Updated from 4:12 p.m. EDTDisney ( DIS) keeps focusing on the big picture. The owner of the ABC television network and the Disney theme parks posted solid earnings after the close Thursday, but remained cautious about the prospects for an economic bounceback that would lift the struggling company's fortunes. Thus Thursday's postclose earnings conference call failed to change Wall Street's lukewarm feelings about Disney's outlook. The company's results have met reduced expectations, which is likely to keep the stock moving along with the market for now. But executives haven't given investors much reason to hope for a breakout in the near future. At one point Disney honchos on the call declined to update 2003 financial guidance, noting only that they had expected a more robust recovery than they've seen. Still, the company expressed optimism that it will see a rebound at some point. Ahead of the postclose report, Disney shares rose 2 cents to $18.68.
For its second quarter ended March 31, the Burbank, Calif., media conglomerate posted a profit of $229 million, or 11 cents a share, in line with Wall Street estimates and down from the year-ago $259 million, or 13 cents.

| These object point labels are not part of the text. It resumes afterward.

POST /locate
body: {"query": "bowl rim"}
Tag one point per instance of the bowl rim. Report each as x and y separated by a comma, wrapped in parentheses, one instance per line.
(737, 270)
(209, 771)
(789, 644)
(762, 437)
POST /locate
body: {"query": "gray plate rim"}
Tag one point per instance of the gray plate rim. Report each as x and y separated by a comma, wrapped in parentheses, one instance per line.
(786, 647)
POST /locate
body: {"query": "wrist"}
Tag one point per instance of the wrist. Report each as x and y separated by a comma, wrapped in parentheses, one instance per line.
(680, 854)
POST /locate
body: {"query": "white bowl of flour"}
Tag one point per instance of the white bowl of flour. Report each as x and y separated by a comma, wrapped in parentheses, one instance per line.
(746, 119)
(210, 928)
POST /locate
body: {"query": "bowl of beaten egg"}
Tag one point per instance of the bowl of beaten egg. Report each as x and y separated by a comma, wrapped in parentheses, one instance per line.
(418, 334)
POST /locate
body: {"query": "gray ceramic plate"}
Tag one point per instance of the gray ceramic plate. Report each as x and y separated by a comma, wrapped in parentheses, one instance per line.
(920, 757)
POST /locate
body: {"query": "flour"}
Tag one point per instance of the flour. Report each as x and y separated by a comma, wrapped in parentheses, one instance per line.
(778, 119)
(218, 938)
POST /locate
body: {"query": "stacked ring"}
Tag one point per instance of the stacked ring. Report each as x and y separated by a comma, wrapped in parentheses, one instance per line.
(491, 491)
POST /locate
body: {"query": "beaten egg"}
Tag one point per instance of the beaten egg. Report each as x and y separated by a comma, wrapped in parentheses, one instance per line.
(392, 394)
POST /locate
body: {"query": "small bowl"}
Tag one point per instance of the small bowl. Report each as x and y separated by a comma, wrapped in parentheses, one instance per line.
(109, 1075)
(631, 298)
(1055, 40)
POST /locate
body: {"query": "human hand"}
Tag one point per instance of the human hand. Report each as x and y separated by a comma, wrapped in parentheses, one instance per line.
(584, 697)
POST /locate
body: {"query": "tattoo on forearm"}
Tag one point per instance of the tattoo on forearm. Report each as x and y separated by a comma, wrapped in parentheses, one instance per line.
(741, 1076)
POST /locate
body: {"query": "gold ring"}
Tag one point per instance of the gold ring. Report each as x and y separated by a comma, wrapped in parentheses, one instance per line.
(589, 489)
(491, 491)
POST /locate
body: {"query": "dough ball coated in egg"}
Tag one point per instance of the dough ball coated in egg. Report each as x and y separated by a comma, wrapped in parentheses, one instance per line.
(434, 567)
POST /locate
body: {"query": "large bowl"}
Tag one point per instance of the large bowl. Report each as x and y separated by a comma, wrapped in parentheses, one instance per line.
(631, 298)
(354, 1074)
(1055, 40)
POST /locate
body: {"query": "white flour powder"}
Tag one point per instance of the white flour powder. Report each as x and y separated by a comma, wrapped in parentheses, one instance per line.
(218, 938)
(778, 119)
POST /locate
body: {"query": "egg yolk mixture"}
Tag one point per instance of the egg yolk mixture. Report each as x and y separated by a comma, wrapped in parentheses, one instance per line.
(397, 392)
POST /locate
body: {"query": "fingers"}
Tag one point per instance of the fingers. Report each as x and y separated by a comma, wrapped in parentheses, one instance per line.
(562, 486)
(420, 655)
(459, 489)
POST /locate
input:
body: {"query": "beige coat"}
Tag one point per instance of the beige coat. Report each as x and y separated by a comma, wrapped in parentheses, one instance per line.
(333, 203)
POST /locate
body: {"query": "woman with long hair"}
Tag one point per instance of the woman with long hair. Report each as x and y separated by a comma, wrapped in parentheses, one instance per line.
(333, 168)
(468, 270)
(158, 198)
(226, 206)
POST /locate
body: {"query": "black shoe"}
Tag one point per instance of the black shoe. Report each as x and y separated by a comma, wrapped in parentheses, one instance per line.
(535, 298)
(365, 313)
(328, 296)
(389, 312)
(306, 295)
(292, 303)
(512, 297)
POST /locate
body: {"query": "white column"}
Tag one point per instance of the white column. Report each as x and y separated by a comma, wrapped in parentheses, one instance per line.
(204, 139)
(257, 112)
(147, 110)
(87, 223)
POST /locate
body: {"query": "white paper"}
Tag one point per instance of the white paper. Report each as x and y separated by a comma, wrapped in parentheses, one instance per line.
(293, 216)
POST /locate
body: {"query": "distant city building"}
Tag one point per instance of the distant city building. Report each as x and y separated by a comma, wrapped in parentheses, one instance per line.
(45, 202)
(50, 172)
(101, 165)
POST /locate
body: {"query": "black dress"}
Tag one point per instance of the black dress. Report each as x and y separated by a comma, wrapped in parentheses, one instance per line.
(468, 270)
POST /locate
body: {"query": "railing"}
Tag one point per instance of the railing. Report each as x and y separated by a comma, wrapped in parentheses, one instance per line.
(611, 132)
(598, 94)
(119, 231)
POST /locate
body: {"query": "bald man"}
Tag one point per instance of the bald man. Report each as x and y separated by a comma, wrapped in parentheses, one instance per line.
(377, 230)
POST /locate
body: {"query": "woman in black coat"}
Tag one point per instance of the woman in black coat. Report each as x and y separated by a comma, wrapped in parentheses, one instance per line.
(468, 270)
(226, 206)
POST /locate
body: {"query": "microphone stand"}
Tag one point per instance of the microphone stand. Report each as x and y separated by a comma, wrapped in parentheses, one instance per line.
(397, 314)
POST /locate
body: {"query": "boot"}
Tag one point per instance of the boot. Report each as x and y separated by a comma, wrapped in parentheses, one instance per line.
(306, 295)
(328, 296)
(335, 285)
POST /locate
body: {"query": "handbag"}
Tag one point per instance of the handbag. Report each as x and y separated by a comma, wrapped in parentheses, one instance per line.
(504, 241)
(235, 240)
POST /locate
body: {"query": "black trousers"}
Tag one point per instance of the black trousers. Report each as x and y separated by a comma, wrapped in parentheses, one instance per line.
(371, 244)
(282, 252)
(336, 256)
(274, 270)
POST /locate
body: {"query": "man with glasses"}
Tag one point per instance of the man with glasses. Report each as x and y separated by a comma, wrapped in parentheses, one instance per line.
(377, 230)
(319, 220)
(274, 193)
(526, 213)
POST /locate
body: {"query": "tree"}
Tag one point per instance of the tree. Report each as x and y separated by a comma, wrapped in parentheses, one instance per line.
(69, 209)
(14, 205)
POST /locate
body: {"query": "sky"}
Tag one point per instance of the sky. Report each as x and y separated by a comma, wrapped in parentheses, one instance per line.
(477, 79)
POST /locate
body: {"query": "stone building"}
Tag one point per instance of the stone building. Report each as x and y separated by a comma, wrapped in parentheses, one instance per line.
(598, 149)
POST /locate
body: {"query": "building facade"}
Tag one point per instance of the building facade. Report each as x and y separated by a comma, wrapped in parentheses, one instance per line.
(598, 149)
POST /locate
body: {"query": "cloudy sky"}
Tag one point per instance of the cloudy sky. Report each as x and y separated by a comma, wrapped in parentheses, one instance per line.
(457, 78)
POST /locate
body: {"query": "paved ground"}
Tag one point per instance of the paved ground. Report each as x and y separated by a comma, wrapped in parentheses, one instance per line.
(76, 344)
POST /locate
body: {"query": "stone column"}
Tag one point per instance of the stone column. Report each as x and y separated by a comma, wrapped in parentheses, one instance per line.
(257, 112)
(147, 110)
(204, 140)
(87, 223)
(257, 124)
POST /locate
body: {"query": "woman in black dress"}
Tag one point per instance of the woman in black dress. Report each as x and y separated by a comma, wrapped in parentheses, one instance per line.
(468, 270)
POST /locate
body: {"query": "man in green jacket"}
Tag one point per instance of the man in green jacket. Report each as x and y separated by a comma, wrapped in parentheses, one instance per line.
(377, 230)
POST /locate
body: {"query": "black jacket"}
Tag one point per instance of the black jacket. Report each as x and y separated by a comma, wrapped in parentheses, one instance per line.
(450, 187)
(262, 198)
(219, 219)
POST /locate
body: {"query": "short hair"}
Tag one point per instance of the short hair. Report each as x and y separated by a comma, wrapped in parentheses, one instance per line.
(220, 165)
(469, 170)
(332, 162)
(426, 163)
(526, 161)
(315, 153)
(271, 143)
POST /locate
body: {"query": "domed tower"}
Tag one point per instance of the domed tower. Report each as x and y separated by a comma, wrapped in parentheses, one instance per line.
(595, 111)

Revenue rose to $6.3 billion from $5.9 billion a year earlier, beating the $6.2 billion Thomson First Call consensus estimate. Disney said the war in Iraq had hurt its stumbling ABC unit. "The Company estimates that the total operating income impact of the war coverage in the quarter was approximately $32 million, resulting from increased costs from the coverage and the loss of advertising revenue as a result of preemptions of regular programming," Disney said. "The war coverage has extended into the Company's third fiscal quarter and the cost for that coverage is estimated at an additional $15 to $20 million." In the parks and resorts unit, revenue slipped to $1.5 billion and segment operating income plunged to $155 million from $280 million a year ago. The company said the setback primarily reflected lower theme park attendance and hotel occupancy at the Walt Disney World Resort and higher costs at both Walt Disney World and the Disneyland Resort. "The military conflict in Iraq and fear of terrorism have clearly had a near-term impact on a number of our businesses," CEO Michael Eisner said. "At the same time, we are pleased with the strong creative and financial success at the Studio and the positive reception of our new product offerings at Disney's California Adventure. As long as we continue to provide great entertainment and manage our businesses well, Disney will prosper over the long run."

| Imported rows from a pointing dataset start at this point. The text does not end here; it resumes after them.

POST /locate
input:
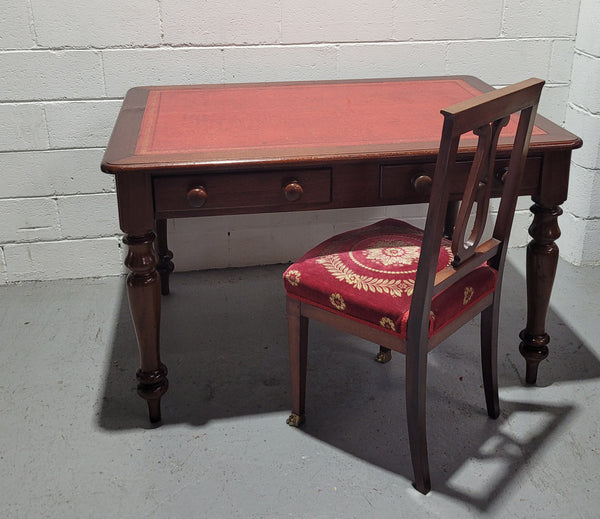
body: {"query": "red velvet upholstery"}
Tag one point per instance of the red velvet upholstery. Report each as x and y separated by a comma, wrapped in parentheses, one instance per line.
(368, 274)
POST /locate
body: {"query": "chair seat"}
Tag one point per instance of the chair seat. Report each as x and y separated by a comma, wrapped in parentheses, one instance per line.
(368, 274)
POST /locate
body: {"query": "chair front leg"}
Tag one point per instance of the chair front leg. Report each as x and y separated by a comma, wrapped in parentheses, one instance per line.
(298, 345)
(489, 356)
(416, 378)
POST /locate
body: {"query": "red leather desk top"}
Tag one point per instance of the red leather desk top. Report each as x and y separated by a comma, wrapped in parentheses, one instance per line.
(195, 126)
(309, 115)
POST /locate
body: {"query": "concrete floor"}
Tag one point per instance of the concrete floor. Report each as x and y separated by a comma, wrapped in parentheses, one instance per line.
(74, 440)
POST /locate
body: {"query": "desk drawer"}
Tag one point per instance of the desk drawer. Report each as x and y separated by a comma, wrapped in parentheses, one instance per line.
(241, 192)
(401, 182)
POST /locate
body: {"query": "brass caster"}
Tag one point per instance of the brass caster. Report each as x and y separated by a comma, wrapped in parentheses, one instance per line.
(384, 355)
(295, 420)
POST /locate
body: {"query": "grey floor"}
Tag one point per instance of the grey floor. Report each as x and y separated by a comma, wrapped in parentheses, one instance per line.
(74, 440)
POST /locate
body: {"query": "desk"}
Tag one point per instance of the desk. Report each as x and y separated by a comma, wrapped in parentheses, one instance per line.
(183, 151)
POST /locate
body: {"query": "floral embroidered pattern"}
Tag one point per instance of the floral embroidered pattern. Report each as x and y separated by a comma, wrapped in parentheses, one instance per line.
(393, 252)
(468, 295)
(293, 277)
(394, 287)
(337, 301)
(386, 322)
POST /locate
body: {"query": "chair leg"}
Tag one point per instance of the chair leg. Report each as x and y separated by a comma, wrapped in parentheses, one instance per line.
(489, 357)
(298, 343)
(416, 376)
(384, 355)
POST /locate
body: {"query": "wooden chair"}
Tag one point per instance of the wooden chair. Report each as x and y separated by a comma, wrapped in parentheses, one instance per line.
(407, 289)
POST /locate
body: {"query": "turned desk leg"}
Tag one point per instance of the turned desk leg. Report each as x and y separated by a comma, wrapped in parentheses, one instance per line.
(165, 265)
(144, 300)
(542, 259)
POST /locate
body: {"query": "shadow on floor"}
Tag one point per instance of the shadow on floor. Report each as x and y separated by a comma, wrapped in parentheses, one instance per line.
(225, 344)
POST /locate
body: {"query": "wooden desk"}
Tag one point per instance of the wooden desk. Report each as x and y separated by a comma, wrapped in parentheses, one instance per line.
(234, 149)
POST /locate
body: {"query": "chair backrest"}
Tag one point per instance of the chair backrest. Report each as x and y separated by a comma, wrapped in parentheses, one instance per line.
(485, 116)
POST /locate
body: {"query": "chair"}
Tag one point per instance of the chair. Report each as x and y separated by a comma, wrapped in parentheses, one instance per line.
(407, 289)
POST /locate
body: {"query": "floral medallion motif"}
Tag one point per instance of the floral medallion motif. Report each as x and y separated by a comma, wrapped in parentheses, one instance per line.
(387, 323)
(392, 286)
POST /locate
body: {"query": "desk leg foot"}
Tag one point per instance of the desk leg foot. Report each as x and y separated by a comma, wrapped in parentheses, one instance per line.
(165, 265)
(384, 355)
(143, 289)
(542, 259)
(151, 387)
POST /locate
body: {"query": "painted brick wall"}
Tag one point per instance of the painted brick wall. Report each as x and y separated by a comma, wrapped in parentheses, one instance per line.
(66, 66)
(580, 241)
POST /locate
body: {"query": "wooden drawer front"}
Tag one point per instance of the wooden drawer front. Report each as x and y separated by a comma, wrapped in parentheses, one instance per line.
(402, 182)
(215, 193)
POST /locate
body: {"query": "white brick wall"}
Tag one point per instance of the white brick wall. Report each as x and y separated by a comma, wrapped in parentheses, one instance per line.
(66, 66)
(580, 241)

Empty Chairs, Empty Tables
The mood for Thursday's call was set more than a month ago, when Chief Financial Officer Tom Staggs told the empty chairs at the company's snowed-in annual meeting that the ailing economy and the weak travel industry would translate into "more moderate growth" than Disney had previously forecast. Those comments were enough to persuade analysts to give up any faith they might have had in the company's prediction of 25% to 35% earnings growth in the fiscal year ending Sept. 30. And little has made Wall Street more optimistic since then, with the fear of SARS supplanting the scourge of war. Disney shares have risen since Staggs' remark, tracking a modest uptrend in the broader market. Still, the few who may have hoped to hear untrammeled good news coming out of Thursday's call were most likely disappointed.